Another horse-themed Wanderer column? You bet, although to be quite honest, I have never actually stopped horsing around.
A quick word before we move on into things, this column has nothing to do with traveling. Instead, it has just a hint of adventure — the kind of adventure that only new life can bring.
Here recently I had the great pleasure of sleeping in a barn for about a week and a half. To give you an idea of this, imagine a long camping trip during the coldest snap of the winter. Now add electrical luxuries like heated blankets, internet and an electric kettle, and then finally add a heavily pregnant horse to round everything off.
Yes, I was braving the chill of winter to hopefully see a baby horse be born and ensure the delivery went well. As us horse folk like to call it, I was on foal watch.
I can’t believe I’m saying this, but thank goodness for those online classes right now. Being able to say that part of my graduate career was done in a barn is quite the conversation starter.
Huddled in my very own M*A*S*H Swamp-like tent of tarps stapled to the stall walls and wood support beams, I’ll admit that I stayed pretty toasty even on the coldest nights. A good heated blanket is a must-have for wintertime foal watches, as well as an oil heater.
There really wasn’t much to it, just a lot of waiting. Patience plays a big part in the horse world, and a foal watch is certainly no exception.
A typical day during that time looked about like this.
First, I wake up at around seven or eight in the morning. Then, I walk over and check on the pregnant horse, April. Then a walk back to the stall-tent, wrap myself in a heated blanket, eat breakfast, read or check emails and just generally work on school or work stuff. After that I have class, eat lunch and then clean April’s stall. Afterwards I head home for a few hours to shower and eat dinner, then head back to the barn. I check April again, wrap myself in another blanket, then watch YouTube or a streaming show ‘till around two or three in the morning, all the while checking April via cameras every so often.
Usually at around two in the morning, my eyes would get heavy and I would sleep until around seven later that morning. Thus starting the same process for the next day.
It was a gloriously gritty way of temporarily living and I loved it.
April finally started showing signs of giving birth on the evening of the eleventh day that I had camped out for foal watch.
I won't really go into too much detail about the birth here, but it went by the textbook definition of a fantastic foaling. I only had to help April out a little, gently pulling on the foal until its shoulders made it out, then making sure she had a quiet environment for bonding with her new baby.

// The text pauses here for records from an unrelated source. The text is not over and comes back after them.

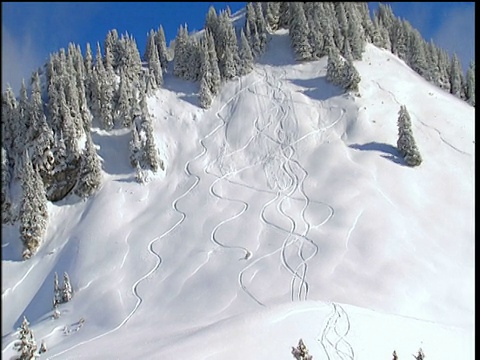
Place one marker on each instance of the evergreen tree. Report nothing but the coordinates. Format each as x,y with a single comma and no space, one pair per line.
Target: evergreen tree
180,61
112,53
470,84
456,76
152,158
40,133
246,56
57,292
417,54
211,21
301,352
123,111
315,35
420,355
335,66
7,216
67,291
351,77
161,43
9,118
444,69
272,15
33,209
299,32
283,15
215,79
90,174
154,64
149,46
27,346
355,32
406,143
43,347
205,94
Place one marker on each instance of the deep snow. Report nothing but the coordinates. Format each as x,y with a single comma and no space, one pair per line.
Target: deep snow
284,212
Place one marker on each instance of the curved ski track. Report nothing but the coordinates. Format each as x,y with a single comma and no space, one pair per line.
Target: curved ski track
339,346
392,95
286,144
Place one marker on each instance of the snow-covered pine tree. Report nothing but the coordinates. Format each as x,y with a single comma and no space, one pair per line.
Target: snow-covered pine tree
456,76
152,158
88,60
215,80
420,355
228,58
470,84
148,47
355,31
444,69
123,111
283,15
9,117
33,209
301,351
351,77
406,143
111,47
43,347
261,26
26,346
180,61
193,59
272,15
90,174
41,135
136,152
417,58
211,21
6,197
154,64
315,36
205,95
161,43
299,32
433,74
67,291
57,292
335,67
246,55
401,30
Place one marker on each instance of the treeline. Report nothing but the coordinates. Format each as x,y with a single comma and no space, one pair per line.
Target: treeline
47,146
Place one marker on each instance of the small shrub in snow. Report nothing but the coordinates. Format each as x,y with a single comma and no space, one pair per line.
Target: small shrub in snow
301,352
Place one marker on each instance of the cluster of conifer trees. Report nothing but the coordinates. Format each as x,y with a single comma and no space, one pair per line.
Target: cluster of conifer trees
47,145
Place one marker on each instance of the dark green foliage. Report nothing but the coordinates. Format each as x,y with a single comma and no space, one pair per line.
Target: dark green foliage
406,143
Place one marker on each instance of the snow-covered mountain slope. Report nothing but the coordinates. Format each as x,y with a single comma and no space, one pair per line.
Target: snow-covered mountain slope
284,212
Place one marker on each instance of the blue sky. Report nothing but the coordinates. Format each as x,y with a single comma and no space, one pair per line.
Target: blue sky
31,31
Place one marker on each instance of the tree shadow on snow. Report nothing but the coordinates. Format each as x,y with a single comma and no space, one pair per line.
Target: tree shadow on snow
390,152
318,88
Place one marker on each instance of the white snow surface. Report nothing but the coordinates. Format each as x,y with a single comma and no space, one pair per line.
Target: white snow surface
284,212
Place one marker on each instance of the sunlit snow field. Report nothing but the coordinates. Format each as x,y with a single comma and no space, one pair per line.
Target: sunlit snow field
284,212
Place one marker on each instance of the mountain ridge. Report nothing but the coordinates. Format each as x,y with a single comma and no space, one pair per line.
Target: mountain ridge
295,171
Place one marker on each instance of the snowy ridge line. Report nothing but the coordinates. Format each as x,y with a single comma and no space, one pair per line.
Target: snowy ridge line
332,326
150,245
392,95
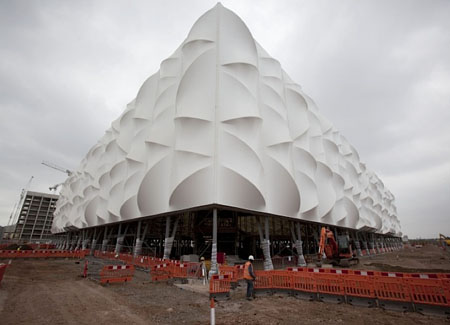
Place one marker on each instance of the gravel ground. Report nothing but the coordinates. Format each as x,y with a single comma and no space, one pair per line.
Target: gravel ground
52,292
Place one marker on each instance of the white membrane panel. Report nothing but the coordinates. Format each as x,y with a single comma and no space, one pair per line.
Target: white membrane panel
222,123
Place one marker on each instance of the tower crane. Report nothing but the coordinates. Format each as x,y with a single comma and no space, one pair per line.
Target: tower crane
55,187
16,210
54,166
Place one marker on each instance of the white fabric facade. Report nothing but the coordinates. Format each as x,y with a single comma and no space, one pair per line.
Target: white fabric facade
222,123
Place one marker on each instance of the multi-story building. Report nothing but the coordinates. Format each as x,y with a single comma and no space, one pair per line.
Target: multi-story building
36,217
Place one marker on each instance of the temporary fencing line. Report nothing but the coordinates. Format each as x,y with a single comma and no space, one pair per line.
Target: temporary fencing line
116,273
43,254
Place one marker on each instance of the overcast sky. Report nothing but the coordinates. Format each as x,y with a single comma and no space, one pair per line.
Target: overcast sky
379,70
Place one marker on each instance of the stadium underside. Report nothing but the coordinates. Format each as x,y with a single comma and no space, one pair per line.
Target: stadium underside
237,233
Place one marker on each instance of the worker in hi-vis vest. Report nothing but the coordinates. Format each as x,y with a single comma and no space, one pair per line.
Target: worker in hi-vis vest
249,277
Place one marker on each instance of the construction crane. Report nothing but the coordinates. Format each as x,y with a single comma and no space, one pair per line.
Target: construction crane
55,187
13,217
444,239
61,169
338,252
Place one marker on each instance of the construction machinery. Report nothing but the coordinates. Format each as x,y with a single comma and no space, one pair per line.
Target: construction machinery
337,253
16,210
444,239
54,166
61,169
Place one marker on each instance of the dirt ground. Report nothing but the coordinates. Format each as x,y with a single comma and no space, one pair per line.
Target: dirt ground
52,292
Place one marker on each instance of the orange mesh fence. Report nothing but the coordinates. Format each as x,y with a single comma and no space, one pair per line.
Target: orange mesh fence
41,254
142,262
281,280
263,282
428,291
116,273
180,270
161,272
239,272
329,284
359,286
303,282
194,270
228,270
2,271
391,288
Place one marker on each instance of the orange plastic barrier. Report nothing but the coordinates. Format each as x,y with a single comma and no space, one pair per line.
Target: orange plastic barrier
330,288
142,262
228,270
219,286
303,285
428,291
281,281
239,272
360,290
263,283
180,270
116,273
2,271
392,293
42,254
161,272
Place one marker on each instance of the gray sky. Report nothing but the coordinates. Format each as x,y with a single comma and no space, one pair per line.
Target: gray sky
379,70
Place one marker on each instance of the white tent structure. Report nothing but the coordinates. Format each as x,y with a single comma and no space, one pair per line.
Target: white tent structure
222,124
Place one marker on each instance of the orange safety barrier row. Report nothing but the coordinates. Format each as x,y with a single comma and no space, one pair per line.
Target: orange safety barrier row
161,272
2,271
392,290
42,254
116,273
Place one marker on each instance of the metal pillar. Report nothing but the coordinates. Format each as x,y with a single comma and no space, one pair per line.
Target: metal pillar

So, at 12:53 in the morning on February 26, 2021, I helped deliver and welcome a new being into the world — a long-legged, spunky spotted colt I named Arty.
Life is absolutely amazing.
The little stall-tent was taken down and folded up in the week following as I didn't have much use for it after the baby horse was born.
Normal life got back on track soon afterwards too, with my sleep schedule finally returning back to the normal seven to eight hours a night. I've learned that I can't operate very well on much less.
In the nearly three weeks since his birth, Arty has grown up quite a lot. He's learning to be led like a big horse and having fun playing with assorted "scary" things like plastic bags and pool noodles, to make sure he has a level head later on in life.
So there it is, an abbreviated tale of the adventure of helping deliver a baby horse into the world.
(Then again, foal tails typically are pretty short at first.)